Prime Minister Ehud Olmert has proposed to Palestinian Authority (PA) Chairman Mahmoud Abbas that the international community participate in helping to determine the status of Jerusalem. He will meet with Abbas on Sunday, probably for the last time before Kadima party members go to the polls in less than three weeks to elect his replacement.
The international community's role would be that of advisors, but would give it large media exposure in attempts to divide the city and make it a shared capital of both Israel and a new Arab country. Leaders of the European Union (EU) and other Western countries have suggested that Jews not have exclusive sovereignty over its holy sites in the city.
Yasser Arafat, Abbas's predecessor, rejected a similar offer by then-Prime Minister Ehud Barak in 2000. His rejection of the proposal stemming from the Oslo Agreements helped spark the Oslo War, also referred to as the "second intifiada," that unleashed suicide bombings, machine-gun ambushes and rocket attacks that have killed more than 1,000 Israelis.
Prime Minister Olmert as recently as two years ago stated that Jerusalem is Israel's "undivided and eternal" capital, and the Shas party has said several times it will leave the coalition and topple the government if the status of Jerusalem is negotiated.
Prime Minister Olmert as recently as two years ago stated that Jerusalem is Israel's "undivided and eternal" capital.

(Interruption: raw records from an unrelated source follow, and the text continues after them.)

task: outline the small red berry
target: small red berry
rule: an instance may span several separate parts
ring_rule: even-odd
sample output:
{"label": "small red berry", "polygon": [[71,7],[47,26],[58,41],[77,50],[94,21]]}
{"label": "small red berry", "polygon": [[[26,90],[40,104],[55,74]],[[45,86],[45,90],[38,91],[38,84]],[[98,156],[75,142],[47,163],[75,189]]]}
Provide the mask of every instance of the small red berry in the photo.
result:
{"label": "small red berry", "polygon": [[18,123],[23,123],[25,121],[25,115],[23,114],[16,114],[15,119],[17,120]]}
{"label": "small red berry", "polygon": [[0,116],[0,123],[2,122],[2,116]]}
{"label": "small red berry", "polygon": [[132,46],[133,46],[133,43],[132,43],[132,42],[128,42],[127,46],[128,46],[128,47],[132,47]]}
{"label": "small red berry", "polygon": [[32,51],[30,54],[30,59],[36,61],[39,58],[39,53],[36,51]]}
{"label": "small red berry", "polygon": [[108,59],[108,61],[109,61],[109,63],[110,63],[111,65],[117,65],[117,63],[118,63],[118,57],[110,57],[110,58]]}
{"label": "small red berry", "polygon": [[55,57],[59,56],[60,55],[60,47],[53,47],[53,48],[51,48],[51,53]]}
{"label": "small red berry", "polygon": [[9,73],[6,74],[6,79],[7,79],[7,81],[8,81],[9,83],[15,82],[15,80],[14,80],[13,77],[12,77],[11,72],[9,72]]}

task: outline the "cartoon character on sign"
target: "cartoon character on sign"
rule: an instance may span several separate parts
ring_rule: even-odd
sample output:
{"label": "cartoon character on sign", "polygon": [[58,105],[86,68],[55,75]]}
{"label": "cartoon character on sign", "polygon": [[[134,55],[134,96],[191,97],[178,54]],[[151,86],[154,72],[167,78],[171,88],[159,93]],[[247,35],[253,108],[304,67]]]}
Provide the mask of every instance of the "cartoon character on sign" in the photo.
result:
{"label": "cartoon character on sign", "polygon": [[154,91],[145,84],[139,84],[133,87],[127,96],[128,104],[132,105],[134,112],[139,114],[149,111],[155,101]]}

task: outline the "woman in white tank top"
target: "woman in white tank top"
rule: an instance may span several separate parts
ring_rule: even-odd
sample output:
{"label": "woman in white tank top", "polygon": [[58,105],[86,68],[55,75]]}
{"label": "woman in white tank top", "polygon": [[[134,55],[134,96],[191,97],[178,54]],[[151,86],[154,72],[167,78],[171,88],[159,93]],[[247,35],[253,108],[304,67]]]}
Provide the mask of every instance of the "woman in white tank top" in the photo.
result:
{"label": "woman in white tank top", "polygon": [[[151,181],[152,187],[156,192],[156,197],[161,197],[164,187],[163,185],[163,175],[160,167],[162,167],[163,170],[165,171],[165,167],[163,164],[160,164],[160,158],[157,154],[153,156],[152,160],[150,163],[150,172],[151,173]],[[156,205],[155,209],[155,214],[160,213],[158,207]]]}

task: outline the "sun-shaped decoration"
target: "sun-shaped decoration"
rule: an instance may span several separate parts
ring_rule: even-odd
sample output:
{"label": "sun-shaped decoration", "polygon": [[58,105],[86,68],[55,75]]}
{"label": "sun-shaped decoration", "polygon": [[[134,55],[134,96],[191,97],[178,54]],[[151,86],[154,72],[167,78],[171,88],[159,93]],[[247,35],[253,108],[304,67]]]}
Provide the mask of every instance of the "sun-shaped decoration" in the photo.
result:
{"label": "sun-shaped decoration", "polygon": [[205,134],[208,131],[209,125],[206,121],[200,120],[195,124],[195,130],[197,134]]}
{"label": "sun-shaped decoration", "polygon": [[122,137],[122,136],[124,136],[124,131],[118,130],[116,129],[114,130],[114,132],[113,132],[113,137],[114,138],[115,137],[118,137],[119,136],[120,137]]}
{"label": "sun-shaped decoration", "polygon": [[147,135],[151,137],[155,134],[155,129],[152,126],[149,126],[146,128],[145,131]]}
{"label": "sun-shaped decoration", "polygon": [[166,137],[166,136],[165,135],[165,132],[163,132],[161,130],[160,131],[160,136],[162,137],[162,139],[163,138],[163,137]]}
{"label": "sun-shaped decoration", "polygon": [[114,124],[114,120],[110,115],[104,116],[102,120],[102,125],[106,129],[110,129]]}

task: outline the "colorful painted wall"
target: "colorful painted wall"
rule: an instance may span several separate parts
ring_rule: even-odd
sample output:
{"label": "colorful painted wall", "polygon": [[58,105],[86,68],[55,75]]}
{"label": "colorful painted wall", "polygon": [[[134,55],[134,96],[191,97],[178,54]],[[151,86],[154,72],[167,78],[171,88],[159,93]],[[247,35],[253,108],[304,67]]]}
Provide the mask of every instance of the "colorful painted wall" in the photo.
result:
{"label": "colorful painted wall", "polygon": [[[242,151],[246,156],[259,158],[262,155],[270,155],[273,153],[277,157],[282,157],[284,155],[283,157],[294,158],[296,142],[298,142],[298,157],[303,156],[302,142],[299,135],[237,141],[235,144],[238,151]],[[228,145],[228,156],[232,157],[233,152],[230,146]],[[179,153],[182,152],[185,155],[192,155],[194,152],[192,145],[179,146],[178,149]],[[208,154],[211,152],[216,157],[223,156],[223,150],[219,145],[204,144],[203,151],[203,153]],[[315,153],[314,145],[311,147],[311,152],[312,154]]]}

However, the Prime Minister has successfully maneuvered negotiations around this obstacle while the Knesset remains out of session, and the media generally has avoided restraining him or questioning him or Shas on its previous promises. Technically, the agreement could allow Shas to claim that Prime Minister Olmert only is placing into effect a mechanism to discuss the status of Jerusalem in the future and that dividing the city is not being negotiated at the moment.
Possible international monitors under consideration are Jordan, the Vatican, Egypt and the Quartet, which includes Russia, the United Nations, the United States and the EU.
Prime Minister Olmert's proposal calls for a final status agreement to be reached within five years. If Abbas agrees, the deal could effectively bind the next government through international pressure.